Penn Badgley ve dizide Blair karakterinin canlandıran Leighton Meester'ın değişik olan yönü ise oyunculuk dışında ikisi de pop single albümü çıkarmış olmaları. (Müzik kariyerinde iyi olup olmadıkları tartışılabilir tabi. Ama Leighton'ın Cobra Starshiple yaptığı Good Girls Gone Bad Billbord'un listesinde ilk 10'a girmiştir.) Bu ikiliye ek olarak Chuck Bass'i canlandıran Ed Westwick ise "Filthy Youth" isimli rock grubunun solistidir.
İngiliz Ed Westwick ile ilgili ilginç olan durum Gossip Girl'de bir Amerikalıyı canlandırdığı için Amerikan aksanıyla konuşmak zorunda kalmasıdır. İngiliz aksanını bir kenara bırakmak amacıyla diksiyon dersi aldığı söylenmiştir. Hatta ilk sezonda Chuck'ı incelerseniz konuşurken zorlandığını fark edebilirsiniz. Aynı zamanda Chuck'ın yavaş konuşması da buradan gelir.

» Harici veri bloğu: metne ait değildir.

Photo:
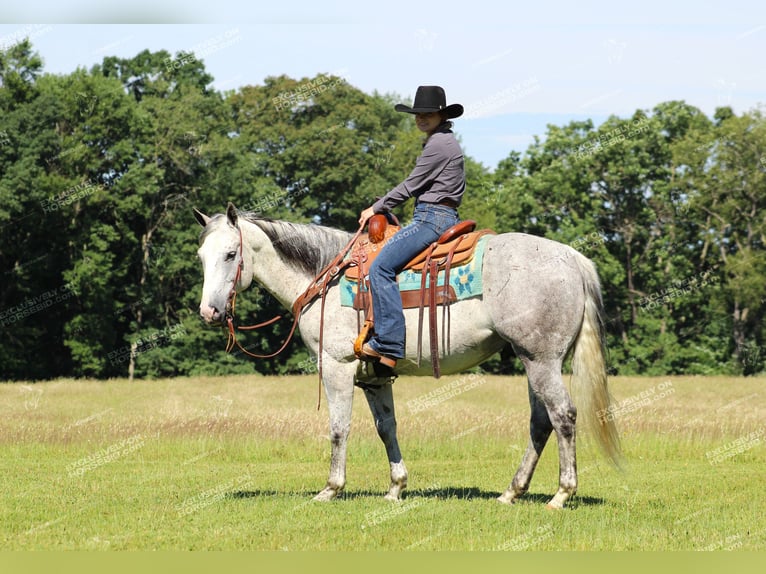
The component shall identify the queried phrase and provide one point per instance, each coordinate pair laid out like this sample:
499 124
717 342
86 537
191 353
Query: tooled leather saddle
455 247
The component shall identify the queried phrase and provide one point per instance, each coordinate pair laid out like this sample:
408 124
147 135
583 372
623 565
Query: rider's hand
365 215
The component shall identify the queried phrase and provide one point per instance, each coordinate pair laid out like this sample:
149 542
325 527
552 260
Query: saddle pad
465 279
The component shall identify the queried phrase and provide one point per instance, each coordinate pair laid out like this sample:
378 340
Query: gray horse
541 297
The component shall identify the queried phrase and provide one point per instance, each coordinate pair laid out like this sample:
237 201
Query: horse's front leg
339 389
381 401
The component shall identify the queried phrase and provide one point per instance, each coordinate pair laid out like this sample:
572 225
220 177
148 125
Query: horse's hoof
326 495
506 498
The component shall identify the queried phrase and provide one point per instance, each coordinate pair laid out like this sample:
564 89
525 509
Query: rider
437 183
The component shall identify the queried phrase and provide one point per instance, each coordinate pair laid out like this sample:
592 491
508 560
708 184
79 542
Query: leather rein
318 287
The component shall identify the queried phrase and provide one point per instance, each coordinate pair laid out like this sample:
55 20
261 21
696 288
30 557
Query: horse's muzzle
211 314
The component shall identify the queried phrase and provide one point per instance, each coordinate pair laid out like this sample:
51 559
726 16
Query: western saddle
455 247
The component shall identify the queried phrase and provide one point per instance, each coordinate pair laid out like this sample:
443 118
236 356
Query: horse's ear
231 214
201 218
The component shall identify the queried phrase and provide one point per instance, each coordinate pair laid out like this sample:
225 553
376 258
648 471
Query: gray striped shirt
439 174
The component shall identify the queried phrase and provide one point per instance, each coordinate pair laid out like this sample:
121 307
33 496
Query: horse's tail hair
589 379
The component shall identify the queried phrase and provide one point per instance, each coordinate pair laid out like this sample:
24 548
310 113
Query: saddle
455 247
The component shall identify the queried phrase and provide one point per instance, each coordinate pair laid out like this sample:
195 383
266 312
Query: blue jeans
428 224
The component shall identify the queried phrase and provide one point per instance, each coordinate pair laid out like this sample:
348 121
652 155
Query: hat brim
451 111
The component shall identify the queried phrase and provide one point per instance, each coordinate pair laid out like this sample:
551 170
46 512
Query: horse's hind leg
540 429
381 401
547 391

Şunu da söylemek gerek ki Gossip Girl'de karakterlerin aşk hayatında yaşanan trafik gerçek hayatta da mevcut hem de o karakterleri canlandıranlar arasında bunlara ilk örnek yukarıda da söylediğimiz gibi Blake Lively ve Penn Badgley ama onlar tek örnek değiller... Ed Westwickle dizide Vanessa karakterini canladıran Jessica Szohr 2008 ve 2010 yılları arasında birlikteydi. Aynı zamanda Leighton Meestersa dizide aralarda kendini gösteren (toplamda 11 bölüm) Carter Baizen'ı oynayan Sebastian Stanle birlikteydi ancak bu çiftinde ilişkisi ayrılıkla sonuçlandı.
Dizideki masum Nate'ten yani Chace Crawford'tan bahsetmek gerekirse kendisinin dizideki kadar masum olmadığını ve geçen yıl aracında uyuşturucu bulundurmak yüzünden polisle başının derde girdiğini söyleyelim.
GOSSİP GİRL'DEN KİMLER GEÇTİ ?
Olivia Burke rolüyle Hilary Duff. Kendisi Dan'in ünlü sevgilisini oynamış ve Vanessa-Dan-Olivia sahneleriyle ! gündeme oturmuştu.
Clemence Poesy, Chloé'nin parfüm yüzü ve defilelerde ön sıraların vazgeçilmezi Gossip Girl'de Chuck'ın Paris dönemlerinde onun yanında olan ve aşk yaşadığı genç kızı canlandırdı.
Diana Payne karakteriyle Elizabeth Hurley birkaç bölüm de olsa hepimiz onu Chuck'ın annesi sandık. Üstelik Nate'le yakın bir ilişkideyken!
Diane Von Fürstenberg tabi ki de yüksek sosyete partilerde kendini oynadı 2 bölümcük de olsa Gossip Girl'e olan katkısından bahsedelim istedik.
Lady Gaga'nın da bir bölümde performans sergilediğini söyleyelim.
Blair, Monaco prensi Louis ile evlenirken gelinliğini bizzat Vera Wang ile seçti. Böylece gelinlik konusunda uzman tasarımcı Wang diziye bir kaç dakikalık da olsa dahil oldu.
Gossip Girl'ün final bölümündeyse 6 sezondur "Gossip Girl"ü seslendiren Kristen Bell'i de görüyoruz tabi ki Gossip Girl olarak değil kendisi olarak oynamıştır. (Bence çok tatlı bir fikir olmuş onu da bir kaç dakikalığına diziye katmaları.). Ona ek olarak da dizide Blair için seçmelere katılma heyecanı yaşayan Rachel Bilson'ı da görüyoruz.